Um novo estudo da Universidade de Loma Linda derrubou a crença comum de que os bebês cascavéis são mais perigosos que os adultos. Depois de analisar a história e a prevalência do mito, os pesquisadores concluíram que as picadas de cascavéis adultas são geralmente mais perigosas porque os adultos carregam e injetam muito mais veneno.
O estudo também refuta a afirmação amplamente repetida de que os bebês cascavéis não conseguem controlar a quantidade de veneno que liberam e, portanto, injetam todo o veneno quando mordem. Segundo os pesquisadores, esse equívoco tem sérias consequências no mundo real.
O estudo afirma que crenças errôneas “levaram a consequências negativas, incluindo tomada de riscos mal informada por pessoas expostas a cobras, medo irracional e desinformação entre vítimas de picadas de cobra, ou cuidados inadequados prestados por pacientes/profissionais médicos familiares”.
“É um mito facilmente desmascarado que criou medo, pânico e consequências na vida real”, disse William Hayes, professor de biologia na Faculdade de Medicina da Universidade Loma Linda e principal pesquisador do estudo. “Evidências abundantes sugerem que as cascavéis bebês, assim como os adultos, podem controlar sua secreção de veneno, que os adultos contêm e liberam muito mais veneno quando mordidos e que as picadas de cobras adultas causam sintomas significativamente mais graves nas vítimas”.
Hayes enfatizou que qualquer picada de cascavel é uma emergência médica e requer tratamento imediato. Ele disse ainda que o antiveneno é o único tratamento eficaz.
Os resultados do estudo foram publicados na revista na semana passada toxina.
Por que é um mito?
Além de influenciar a forma como as pessoas reagem ao encontro com cobras, os pesquisadores dizem que o mito também influenciou a forma como as cascavéis são tratadas.
“Equívocos sobre as cascavéis criam medo desnecessário e muitas vezes fazem com que as pessoas as machuquem ou matem”, disse o estudo. “As cascavéis ocupam um papel importante nos ecossistemas em que vivem e as suas populações diminuíram significativamente em muitas partes dos Estados Unidos nos últimos anos”.
Como o mito da cascavel bebê se espalhou
Os pesquisadores remontam o mito pelo menos a 1967, quando ele começou a aparecer nas reportagens.
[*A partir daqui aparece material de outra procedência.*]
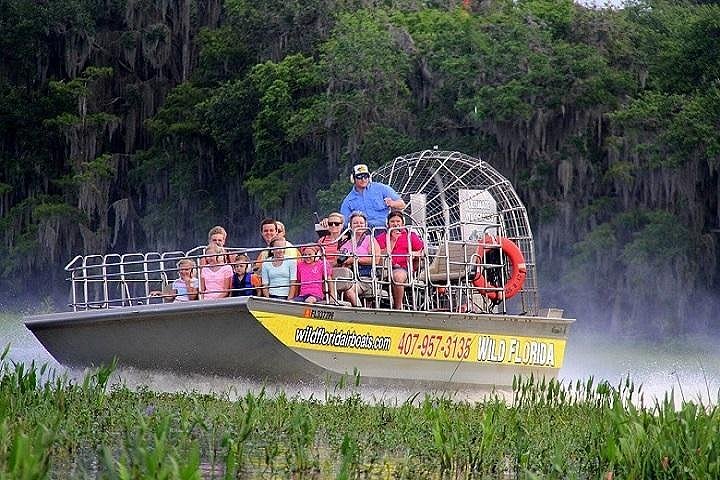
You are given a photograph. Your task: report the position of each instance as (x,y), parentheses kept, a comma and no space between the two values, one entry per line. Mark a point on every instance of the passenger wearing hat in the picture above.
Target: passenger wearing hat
(374,198)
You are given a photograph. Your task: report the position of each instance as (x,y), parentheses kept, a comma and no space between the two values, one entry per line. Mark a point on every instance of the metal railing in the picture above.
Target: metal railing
(441,280)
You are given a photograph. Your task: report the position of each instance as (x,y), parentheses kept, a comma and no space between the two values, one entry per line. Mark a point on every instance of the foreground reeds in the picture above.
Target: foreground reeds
(54,428)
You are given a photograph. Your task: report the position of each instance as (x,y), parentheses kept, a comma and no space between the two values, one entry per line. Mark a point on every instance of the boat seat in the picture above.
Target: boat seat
(449,263)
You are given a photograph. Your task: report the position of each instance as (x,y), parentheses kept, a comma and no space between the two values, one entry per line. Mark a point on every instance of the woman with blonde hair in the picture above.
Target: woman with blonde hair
(215,275)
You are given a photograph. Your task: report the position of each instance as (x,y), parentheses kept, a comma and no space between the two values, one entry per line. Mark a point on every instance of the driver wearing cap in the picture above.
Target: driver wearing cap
(374,198)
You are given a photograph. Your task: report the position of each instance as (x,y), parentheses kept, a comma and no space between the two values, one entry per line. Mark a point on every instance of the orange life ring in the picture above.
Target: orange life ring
(519,269)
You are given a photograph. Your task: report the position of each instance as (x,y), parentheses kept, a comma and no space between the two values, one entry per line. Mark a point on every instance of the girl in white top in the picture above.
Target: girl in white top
(216,275)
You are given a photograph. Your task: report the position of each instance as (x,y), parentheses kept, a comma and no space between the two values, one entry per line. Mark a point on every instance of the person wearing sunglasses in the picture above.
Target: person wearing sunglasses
(375,199)
(332,243)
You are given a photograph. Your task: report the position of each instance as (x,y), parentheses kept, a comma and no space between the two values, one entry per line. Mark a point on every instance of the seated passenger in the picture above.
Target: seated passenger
(185,287)
(332,243)
(279,273)
(242,281)
(360,253)
(270,229)
(216,275)
(311,275)
(290,251)
(403,248)
(216,236)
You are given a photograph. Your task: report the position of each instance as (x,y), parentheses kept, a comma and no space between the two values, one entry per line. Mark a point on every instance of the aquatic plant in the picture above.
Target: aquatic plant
(51,426)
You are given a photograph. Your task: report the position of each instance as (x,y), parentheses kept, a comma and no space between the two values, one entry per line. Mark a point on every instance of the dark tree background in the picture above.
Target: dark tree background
(129,125)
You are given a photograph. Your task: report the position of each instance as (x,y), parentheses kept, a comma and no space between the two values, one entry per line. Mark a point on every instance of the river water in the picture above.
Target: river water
(688,367)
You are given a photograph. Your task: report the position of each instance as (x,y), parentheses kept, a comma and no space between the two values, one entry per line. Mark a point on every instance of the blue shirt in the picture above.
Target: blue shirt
(371,201)
(278,279)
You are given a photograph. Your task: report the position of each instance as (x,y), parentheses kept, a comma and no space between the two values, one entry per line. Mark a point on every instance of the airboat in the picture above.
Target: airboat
(471,316)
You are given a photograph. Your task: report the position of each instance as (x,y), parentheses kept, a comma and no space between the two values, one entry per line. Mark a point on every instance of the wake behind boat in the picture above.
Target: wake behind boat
(471,314)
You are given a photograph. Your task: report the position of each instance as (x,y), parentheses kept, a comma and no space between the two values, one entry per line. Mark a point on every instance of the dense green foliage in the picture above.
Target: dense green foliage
(127,124)
(60,429)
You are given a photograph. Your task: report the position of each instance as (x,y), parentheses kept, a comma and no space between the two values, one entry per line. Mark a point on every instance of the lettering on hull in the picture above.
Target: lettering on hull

Eles descobriram que os meios de comunicação da Califórnia desempenharam um papel importante na divulgação de alegações falsas nas décadas de 1970, 1980 e 1990. De 2000 a 2014, o equívoco continuou a espalhar-se pelas organizações de comunicação social em toda a América do Norte.
Embora o mito persista hoje, com algumas fontes bem conhecidas identificadas pelo estudo, os investigadores descobriram que a cobertura noticiosa se tornou cada vez mais precisa desde 2015. Sugerem que a melhoria da educação pública ajudou a reduzir a propagação da desinformação.
Descobriram que a maior parte dos relatórios incorrectos resultou de citações erradas atribuídas a profissionais de saúde e equipas de emergência, incluindo bombeiros, agentes da polícia e outras equipas de resgate. Em contraste, as citações de especialistas no assunto, especialmente professores universitários, foram geralmente muito mais precisas.
Um equívoco surpreendentemente comum
A pesquisa mostrou que o mito permanece notavelmente difundido. De acordo com Hayes, 53% dos estudantes do sul da Califórnia entrevistados acreditavam que isto era verdade, assim como 73% dos socorristas e profissionais de saúde que participaram do estudo.
“Esperamos divulgar a notícia para que possamos corrigir esse mito”, disse Hayes. “Os caminhantes não precisam ter um medo irracional de bebês cascavéis ou sentir que devem ferir ou matar a cobra. Não queremos que médicos ou veterinários sucumbam à pressão de pacientes e familiares que insistem em medicar em excesso após uma picada de cascavel.